Así pues, los mozos entraban de manera forzosa en la maquinaria militar y los mandos los obligaban a realizar y asumir las actividades castrenses, desde la convivencia más banal a la realización de pruebas físicas o desfiles o, como ocurrió en la guerra, la participación en actos de violencia, como los fusilamientos:

No, no, aquí no se movió nadie, porque los que destacaban algo o consideraban que iban a destacar ya los encarcelaban.

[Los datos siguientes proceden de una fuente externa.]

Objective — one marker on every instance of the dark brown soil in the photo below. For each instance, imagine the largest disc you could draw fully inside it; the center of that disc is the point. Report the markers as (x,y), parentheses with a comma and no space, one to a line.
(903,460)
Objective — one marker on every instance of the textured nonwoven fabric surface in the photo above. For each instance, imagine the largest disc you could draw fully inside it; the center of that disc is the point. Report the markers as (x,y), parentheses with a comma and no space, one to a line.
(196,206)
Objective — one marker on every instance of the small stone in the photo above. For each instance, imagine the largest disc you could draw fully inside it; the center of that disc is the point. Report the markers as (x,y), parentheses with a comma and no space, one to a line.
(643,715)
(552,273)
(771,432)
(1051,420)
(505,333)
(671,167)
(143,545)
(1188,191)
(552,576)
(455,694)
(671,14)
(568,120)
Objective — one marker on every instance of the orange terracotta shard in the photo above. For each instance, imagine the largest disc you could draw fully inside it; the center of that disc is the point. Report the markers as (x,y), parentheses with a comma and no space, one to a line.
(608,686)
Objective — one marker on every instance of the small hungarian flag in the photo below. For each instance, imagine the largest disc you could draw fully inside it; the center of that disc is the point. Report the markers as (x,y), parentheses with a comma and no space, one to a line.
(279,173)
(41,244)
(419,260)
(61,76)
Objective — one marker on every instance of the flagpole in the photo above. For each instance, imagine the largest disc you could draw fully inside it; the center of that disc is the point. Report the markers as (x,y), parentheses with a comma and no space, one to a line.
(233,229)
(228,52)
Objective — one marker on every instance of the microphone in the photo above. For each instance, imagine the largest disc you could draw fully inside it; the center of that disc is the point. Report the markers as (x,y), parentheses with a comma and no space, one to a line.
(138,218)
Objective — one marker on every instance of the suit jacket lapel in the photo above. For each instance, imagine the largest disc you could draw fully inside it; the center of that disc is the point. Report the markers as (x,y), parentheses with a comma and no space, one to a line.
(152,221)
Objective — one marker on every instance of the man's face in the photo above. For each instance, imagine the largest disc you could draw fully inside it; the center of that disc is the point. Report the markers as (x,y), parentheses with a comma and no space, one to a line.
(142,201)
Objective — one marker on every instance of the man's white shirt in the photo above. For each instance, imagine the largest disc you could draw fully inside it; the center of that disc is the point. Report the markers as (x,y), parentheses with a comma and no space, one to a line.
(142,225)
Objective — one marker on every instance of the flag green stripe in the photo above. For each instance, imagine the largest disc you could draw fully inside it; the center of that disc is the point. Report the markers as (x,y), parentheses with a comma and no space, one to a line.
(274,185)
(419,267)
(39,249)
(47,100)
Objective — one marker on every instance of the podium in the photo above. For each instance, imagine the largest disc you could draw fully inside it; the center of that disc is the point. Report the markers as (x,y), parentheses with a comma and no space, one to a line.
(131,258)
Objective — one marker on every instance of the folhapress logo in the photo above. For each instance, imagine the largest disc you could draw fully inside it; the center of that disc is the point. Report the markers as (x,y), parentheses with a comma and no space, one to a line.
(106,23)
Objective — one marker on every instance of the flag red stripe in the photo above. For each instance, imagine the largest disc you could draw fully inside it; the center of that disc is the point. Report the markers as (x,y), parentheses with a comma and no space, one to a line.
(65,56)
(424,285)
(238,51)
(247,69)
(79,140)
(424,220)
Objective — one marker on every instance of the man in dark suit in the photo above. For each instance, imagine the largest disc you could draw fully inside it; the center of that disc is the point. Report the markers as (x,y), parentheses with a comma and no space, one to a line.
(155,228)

Aquí, incluso, y de cuando en cuando si cuadraba cada una semana 12 o 13 los más destacados, para apalear o fusilar.

Es el testimonio de un excombatiente que recuerda la violencia previa a su incorporación a filas, una imagen que lo acompañó todo el conflicto, provocando que en ningún momento realizase un acto contrario, actuando con rigurosa obediencia por el miedo inoculado.